Most egregious of all is the bid to add "Mickey Mouse ears" modernist extensions to one of the world’s most significant neo-classical public buildings - Thomas Hamilton's Royal High School, a gateway of which appears in Buchanan's exhibition. The intention is to create an ‘international luxury hotel’ for a super-rich elite whom the end-user's New York-based CEO, Sonia Cheng, describes as "affluential explorers". Strangely, she forgot to mention her Royal High School interest in an interview in Focus Magazine: Our essence is an all-embracing commitment to “a sense of place.” Our entire team devotes itself to immersing in the local culture of each market, then shaping something precious and unique that celebrates each city.’

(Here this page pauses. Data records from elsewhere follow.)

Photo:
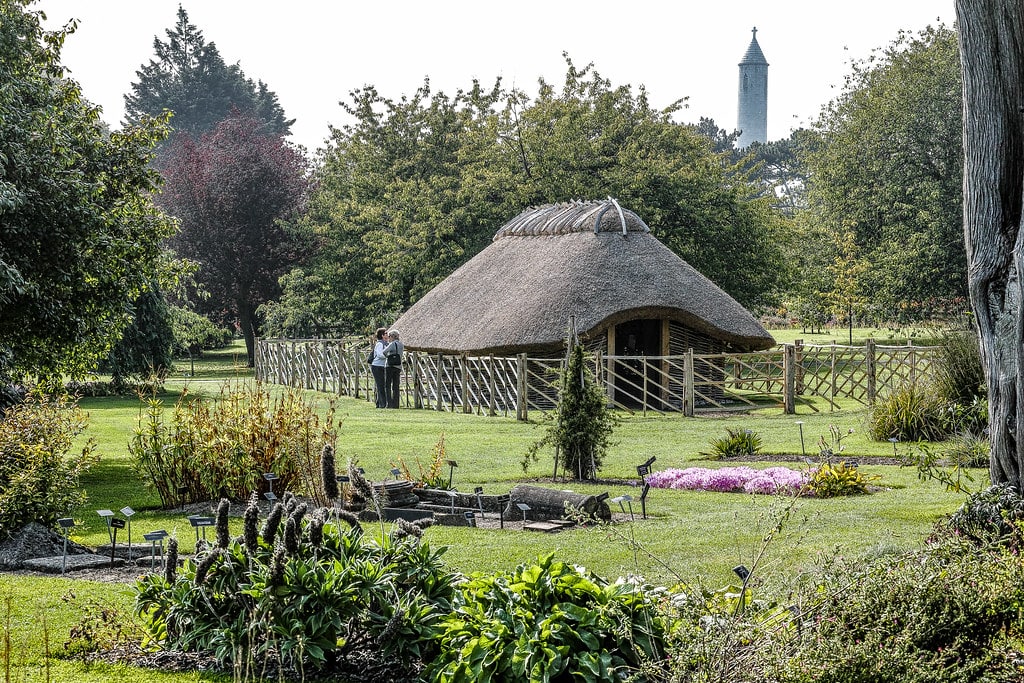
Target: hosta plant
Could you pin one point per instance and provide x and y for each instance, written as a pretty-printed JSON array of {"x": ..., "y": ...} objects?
[{"x": 549, "y": 622}]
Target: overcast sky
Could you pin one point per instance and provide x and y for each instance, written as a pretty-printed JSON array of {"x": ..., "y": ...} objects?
[{"x": 312, "y": 53}]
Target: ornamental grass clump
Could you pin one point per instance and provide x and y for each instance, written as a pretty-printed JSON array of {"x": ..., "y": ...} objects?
[
  {"x": 325, "y": 599},
  {"x": 735, "y": 443},
  {"x": 39, "y": 466},
  {"x": 731, "y": 479}
]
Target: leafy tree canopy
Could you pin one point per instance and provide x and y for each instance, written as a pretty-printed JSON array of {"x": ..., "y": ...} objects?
[
  {"x": 230, "y": 189},
  {"x": 79, "y": 235},
  {"x": 189, "y": 78},
  {"x": 414, "y": 187},
  {"x": 888, "y": 168}
]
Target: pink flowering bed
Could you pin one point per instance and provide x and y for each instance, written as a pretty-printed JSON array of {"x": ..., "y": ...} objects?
[{"x": 731, "y": 479}]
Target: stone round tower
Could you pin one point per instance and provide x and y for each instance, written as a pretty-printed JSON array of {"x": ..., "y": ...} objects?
[{"x": 753, "y": 113}]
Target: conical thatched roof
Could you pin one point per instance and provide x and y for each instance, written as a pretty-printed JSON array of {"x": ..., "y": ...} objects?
[{"x": 549, "y": 263}]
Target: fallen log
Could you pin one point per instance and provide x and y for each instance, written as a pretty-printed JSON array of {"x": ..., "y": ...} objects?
[{"x": 551, "y": 503}]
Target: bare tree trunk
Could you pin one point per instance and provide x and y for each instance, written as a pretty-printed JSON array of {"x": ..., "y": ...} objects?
[
  {"x": 991, "y": 39},
  {"x": 247, "y": 321}
]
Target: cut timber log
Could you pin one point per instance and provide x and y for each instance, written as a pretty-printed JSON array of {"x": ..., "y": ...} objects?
[{"x": 551, "y": 503}]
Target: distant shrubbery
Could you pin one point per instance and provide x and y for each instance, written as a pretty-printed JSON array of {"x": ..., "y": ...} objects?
[
  {"x": 952, "y": 407},
  {"x": 39, "y": 475},
  {"x": 214, "y": 449}
]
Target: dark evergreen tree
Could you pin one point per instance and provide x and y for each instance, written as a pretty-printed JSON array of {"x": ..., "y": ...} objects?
[
  {"x": 189, "y": 78},
  {"x": 414, "y": 187}
]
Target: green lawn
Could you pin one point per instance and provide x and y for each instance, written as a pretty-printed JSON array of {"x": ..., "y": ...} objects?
[
  {"x": 693, "y": 537},
  {"x": 889, "y": 336}
]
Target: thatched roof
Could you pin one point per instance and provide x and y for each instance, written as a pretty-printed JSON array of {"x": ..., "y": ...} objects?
[{"x": 549, "y": 263}]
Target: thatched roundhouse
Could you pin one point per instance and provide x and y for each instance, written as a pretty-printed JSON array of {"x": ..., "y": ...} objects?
[{"x": 627, "y": 292}]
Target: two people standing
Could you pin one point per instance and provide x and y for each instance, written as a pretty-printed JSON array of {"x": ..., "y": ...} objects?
[{"x": 386, "y": 367}]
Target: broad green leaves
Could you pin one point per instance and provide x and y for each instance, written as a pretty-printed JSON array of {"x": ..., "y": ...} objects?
[{"x": 888, "y": 170}]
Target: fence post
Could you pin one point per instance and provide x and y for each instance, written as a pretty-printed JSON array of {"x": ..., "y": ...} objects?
[
  {"x": 492, "y": 387},
  {"x": 799, "y": 344},
  {"x": 466, "y": 408},
  {"x": 643, "y": 359},
  {"x": 339, "y": 383},
  {"x": 790, "y": 371},
  {"x": 913, "y": 363},
  {"x": 520, "y": 401},
  {"x": 688, "y": 383},
  {"x": 869, "y": 368}
]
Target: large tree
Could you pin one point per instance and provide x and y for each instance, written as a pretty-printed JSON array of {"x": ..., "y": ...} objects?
[
  {"x": 414, "y": 187},
  {"x": 189, "y": 78},
  {"x": 231, "y": 189},
  {"x": 992, "y": 57},
  {"x": 79, "y": 235},
  {"x": 888, "y": 168},
  {"x": 406, "y": 193}
]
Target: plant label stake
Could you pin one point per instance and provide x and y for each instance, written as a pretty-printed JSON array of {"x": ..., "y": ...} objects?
[
  {"x": 116, "y": 523},
  {"x": 479, "y": 501},
  {"x": 66, "y": 524},
  {"x": 502, "y": 502},
  {"x": 452, "y": 465},
  {"x": 155, "y": 538},
  {"x": 524, "y": 509},
  {"x": 643, "y": 499},
  {"x": 128, "y": 512},
  {"x": 107, "y": 515}
]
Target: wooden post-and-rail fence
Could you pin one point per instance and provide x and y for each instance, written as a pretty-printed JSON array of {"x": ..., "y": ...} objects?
[{"x": 692, "y": 383}]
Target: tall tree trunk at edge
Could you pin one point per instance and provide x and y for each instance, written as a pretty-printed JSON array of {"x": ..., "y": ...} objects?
[{"x": 991, "y": 39}]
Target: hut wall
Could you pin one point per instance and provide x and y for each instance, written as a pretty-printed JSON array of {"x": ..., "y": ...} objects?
[{"x": 681, "y": 339}]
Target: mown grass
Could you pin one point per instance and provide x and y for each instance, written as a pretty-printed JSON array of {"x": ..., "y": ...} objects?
[{"x": 692, "y": 537}]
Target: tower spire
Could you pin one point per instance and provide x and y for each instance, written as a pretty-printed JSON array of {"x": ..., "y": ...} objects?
[{"x": 752, "y": 117}]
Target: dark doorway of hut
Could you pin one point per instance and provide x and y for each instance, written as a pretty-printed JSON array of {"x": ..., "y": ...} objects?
[{"x": 637, "y": 383}]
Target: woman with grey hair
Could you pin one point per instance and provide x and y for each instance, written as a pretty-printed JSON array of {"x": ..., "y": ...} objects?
[{"x": 393, "y": 352}]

Edinburgh is now a city ashamed of its history largely because of its failure to live up to it. In 1759, at the laying of the foundation stone of today’s City Chambers, David Hume’s playwright cousin, John, declared with unbridled optimism ‘Scotland’s youth salutes the dawning of a brighter morn’ as the ‘Last of the Arts, proud Architecture comes, to grace EDINA with majestic domes, BRITONS this day is laid a PRIMAL STONE.’
This may help to explain why there has been no official attempt to recognise the anniversary of a triumph of enlightened civic planning which was, after all, an inspiration for Catherine the Great’s St Petersburg, as well as a spectacular city on the Potomac River, Washington DC, first promoted in The Maryland Journal and Baltimore Advertiser by a ‘Citizen of the World’, Falkirk-born and Georgetown-based merchant, George Walker.
There will be no official exhibition in the manner of Dream City, held at the City Art Centre in 1993, and no sponsored publication. True, in 2014, there were Anthony Lewis’s Builders of Edinburgh New Town and Alexander McCall Smith’s A Work of Beauty, followed in 2015 by the anthology Edinburgh New Town: A Model City. As for 2017, the 250th anniversary year, there is nothing of such note. Instead, we are promised a light show. For a gleam of enlightenment in the current Scottish Endarkenment we must look to A White House of Stone by William Seale, architectural historian to the White House Historical Association. This wonderful publication tells the story of the Edinburgh stonemasons who took their tools and their skills across the Atlantic and set about constructing the President’s Mansion on 1600 Pennsylvania Avenue. We should be grateful for Dr Seale’s insightful enthusiasm, as we should be, too, to Hugh Buchanan.